Among those hit hardest by American Continental’s bankruptcy are subcontractors such as Cannon & Wendt Electric, which worked on the huge Phoenician Resort in Scottsdale, a hotel complex that cost $270 million to $330 million to build.
“They owe us $2.5 million, and it’s really wrecked our cash flow,” said Gene Whitson, a Cannon executive. “We have had to borrow money, several hundred thousand at 13%, to stay in business.”
More Than 2,000 Change Orders
The $2.5 million represents more than 10% of Cannon & Wendt’s annual gross. The disputed charges involve more than 2,000 change orders on the Phoenician--changes in the design or construction made midway through the project.
Cannon & Wendt is one of several subcontractors suing American Continental for a total of $19 million in unpaid bills for work done on the Phoenician.
“These are small businesses, and I’m scared some of them will go under if they wait too long to be paid,” local stockbroker Ray Catrozo said. “What seems like a small amount to American Continental represents a lot of these guys’ annual income.”
Disputes over payment for work on the Phoenician might have a bright side for the state’s construction industry, according to John Pape, a manager with the Arok Construction Co. He said his company is owed $25,000 for drywall and plaster work on the Phoenician’s health club.

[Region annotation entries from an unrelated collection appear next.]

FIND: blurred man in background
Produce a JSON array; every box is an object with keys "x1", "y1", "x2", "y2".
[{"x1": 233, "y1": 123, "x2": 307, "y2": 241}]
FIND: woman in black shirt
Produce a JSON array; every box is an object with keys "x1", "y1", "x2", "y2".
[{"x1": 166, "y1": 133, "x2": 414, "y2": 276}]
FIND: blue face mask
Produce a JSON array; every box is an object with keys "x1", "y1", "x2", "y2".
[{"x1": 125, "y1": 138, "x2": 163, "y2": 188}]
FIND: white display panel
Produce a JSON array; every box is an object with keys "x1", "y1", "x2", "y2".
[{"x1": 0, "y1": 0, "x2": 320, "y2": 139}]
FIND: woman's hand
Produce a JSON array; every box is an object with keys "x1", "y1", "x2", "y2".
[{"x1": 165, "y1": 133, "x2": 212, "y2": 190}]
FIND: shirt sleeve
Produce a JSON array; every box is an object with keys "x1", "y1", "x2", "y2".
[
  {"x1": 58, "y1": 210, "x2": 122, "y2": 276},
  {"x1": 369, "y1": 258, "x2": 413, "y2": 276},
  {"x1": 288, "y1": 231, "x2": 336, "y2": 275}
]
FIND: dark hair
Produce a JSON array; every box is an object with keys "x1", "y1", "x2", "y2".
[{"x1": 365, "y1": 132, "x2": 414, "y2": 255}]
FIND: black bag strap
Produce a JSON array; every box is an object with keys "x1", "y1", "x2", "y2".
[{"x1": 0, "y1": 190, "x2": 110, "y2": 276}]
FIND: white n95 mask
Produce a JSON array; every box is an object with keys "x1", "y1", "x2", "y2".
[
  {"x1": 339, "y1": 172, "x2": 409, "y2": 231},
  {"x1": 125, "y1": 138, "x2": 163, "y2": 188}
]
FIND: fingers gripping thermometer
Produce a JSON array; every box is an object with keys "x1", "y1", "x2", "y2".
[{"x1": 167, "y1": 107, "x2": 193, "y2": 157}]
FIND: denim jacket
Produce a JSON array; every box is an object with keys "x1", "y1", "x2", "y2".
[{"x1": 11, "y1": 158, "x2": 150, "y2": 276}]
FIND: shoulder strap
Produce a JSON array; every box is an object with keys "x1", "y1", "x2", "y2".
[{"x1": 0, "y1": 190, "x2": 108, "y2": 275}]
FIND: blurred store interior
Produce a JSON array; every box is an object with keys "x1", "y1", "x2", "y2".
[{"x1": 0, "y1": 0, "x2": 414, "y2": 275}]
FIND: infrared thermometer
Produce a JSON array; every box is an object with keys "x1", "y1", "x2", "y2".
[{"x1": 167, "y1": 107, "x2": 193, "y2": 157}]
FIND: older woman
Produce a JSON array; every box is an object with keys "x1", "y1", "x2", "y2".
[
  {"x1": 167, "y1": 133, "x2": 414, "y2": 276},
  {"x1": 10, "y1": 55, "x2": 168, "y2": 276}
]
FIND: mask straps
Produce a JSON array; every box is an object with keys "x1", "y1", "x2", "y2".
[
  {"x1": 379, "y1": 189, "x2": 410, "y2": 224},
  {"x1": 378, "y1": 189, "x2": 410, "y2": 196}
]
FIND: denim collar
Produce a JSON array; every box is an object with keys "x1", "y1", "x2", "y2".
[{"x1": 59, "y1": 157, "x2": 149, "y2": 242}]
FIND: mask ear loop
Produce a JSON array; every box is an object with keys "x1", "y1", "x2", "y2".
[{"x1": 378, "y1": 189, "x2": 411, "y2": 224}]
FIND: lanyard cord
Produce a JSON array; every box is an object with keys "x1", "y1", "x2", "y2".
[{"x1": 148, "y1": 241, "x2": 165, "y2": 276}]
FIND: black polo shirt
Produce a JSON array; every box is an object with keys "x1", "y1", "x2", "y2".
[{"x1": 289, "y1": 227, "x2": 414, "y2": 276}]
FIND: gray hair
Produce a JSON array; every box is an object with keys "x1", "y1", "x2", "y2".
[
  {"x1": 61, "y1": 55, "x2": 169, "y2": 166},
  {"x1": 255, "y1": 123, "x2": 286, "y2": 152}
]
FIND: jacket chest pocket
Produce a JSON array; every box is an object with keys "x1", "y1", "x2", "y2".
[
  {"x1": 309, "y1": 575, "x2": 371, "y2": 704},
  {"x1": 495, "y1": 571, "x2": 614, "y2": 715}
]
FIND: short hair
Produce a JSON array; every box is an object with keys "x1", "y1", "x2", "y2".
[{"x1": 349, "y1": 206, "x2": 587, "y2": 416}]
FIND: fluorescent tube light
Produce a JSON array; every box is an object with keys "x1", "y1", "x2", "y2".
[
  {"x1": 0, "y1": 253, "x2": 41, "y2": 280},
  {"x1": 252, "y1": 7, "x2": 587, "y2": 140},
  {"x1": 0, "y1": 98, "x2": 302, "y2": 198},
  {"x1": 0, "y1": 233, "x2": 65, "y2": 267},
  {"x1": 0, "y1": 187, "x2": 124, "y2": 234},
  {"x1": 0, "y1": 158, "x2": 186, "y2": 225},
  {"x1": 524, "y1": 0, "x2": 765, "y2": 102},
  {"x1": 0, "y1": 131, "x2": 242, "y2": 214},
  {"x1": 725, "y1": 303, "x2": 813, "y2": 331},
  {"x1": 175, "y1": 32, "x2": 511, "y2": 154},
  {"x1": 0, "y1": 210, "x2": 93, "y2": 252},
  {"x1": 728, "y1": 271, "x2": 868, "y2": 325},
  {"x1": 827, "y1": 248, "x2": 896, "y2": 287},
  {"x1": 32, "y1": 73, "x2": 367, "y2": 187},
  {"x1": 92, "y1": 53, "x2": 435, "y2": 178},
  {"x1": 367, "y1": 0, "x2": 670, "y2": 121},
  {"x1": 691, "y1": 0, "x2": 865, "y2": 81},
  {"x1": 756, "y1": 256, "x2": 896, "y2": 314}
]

“We have been trying to get a prompt-payment bill through the legislature for some time,” said Pape, a former president of the American Subcontractors Assn. “Keating has gotten the legislature’s attention for us.”
Identity Crisis for Continental Homes
American Continental’s bankruptcy created an identity crisis for Continental Homes, the Phoenix area’s largest home builder and a former subsidiary of American Continental.
“Our phones were ringing like crazy,” said Hickcox, the home builder’s vice president of sales and marketing. “We had calls from current customers and from people who had homes built years ago and still had service warranties with us--all of them wondering how it affected them.”
Hickcox said the public has continued to confuse the two companies, even though Keating sold the subsidiary in 1985 to its managers. The bankruptcy filing caused the home builder to develop a new ad campaign that describes the company’s evolution, specifically the 1985 transaction.